Keadaan begitu menyenangkan. Semua berakhir saat Fatimah mengajak Rara kekamarnya. Mereka berdua sampai di kamar Fatimah.

"Uh! Saya rindu sekali dengan kamar ini" Fatimah menjatuhkan tubuhnya dikasur.

"Ternyata kamar lo sederhana"

"Iya kak, karena Rasulullah senang akan kesederhanaan" kata Fatimah dengan tersenyum.

Rara hanya mangut-mangut. Ia duduk dipinggir kasur Fatimah. Ada yang aneh dirumah Fatimah. Ia tidak melihat ibu Fatimah dirumah, apa mungkin ibunya sedang pergi. Berbagai pertanyaan berputar dikepala Rara.

"Kok gue nggak lihat nyokap lo sih?" Selidik Rara.

Raut wajah Fatimah berubah seketika. Wajahnya sedih mengingat ibunya.

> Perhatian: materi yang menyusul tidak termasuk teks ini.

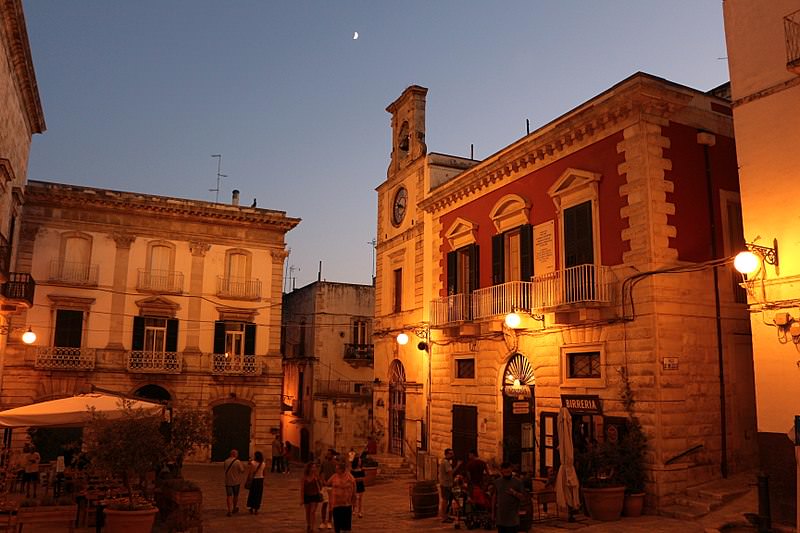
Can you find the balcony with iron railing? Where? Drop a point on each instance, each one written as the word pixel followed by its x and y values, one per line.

Rara dibuat bingung dengan sikap Fatimah.

"Ummi sudah kembali ke Allah kak" kata Fatimah sambil menanggis.

"Sorry, gue nggak tau"

"Nggak papa kok" Fatimah menghapus air matanya.

"Kalo boleh tau, kenapa nyokap lo bisa meninggal?" Kata Rara penasaran.

Fatimah mendengus kesal dan menatap Rara tajam. "Karena bang Rasyid"

"Maksudnya?". Rara tidak percaya dengan perkataan Fatimah.

"Sebenarnya bang Rasyid yang dulu dengan bang Rasyid sekarang berbeda. Dulu bang Rasyid anak yang nakal. Suka balapan liar,mabuk-mabukan, dan suka ngerokok. Juga tidak jarang bang Rasyid pulang pagi dan sering membolos kesekolah"

Rara menganga. Ia masih tidak percaya dengan perkataan Fatimah, seorang Rasyid yang alim, memiliki masa lalu yang suram memang hidup tidak bisa ditebak. Rasa penasarannya sudah memuncak, ia meminta Fatimah melanjutkan ceritanya.

"Ummi meninggal karena menyusul bang Rasyid balapan liar. Saat itu bang Rasyid tidak tau jika ummi mengikutinya. Bang Rasyid memacu motornya dengan kecepatan yang tinggi sampai-sampai ummi tidak bisa mengikuti bang Rasyid. Namun, dipertengahan balapan tidak sengaja bang Rasyid menabrak seseorang dan itu ummi. Seketika bang Rasyid lemas dan menelpon kerumah"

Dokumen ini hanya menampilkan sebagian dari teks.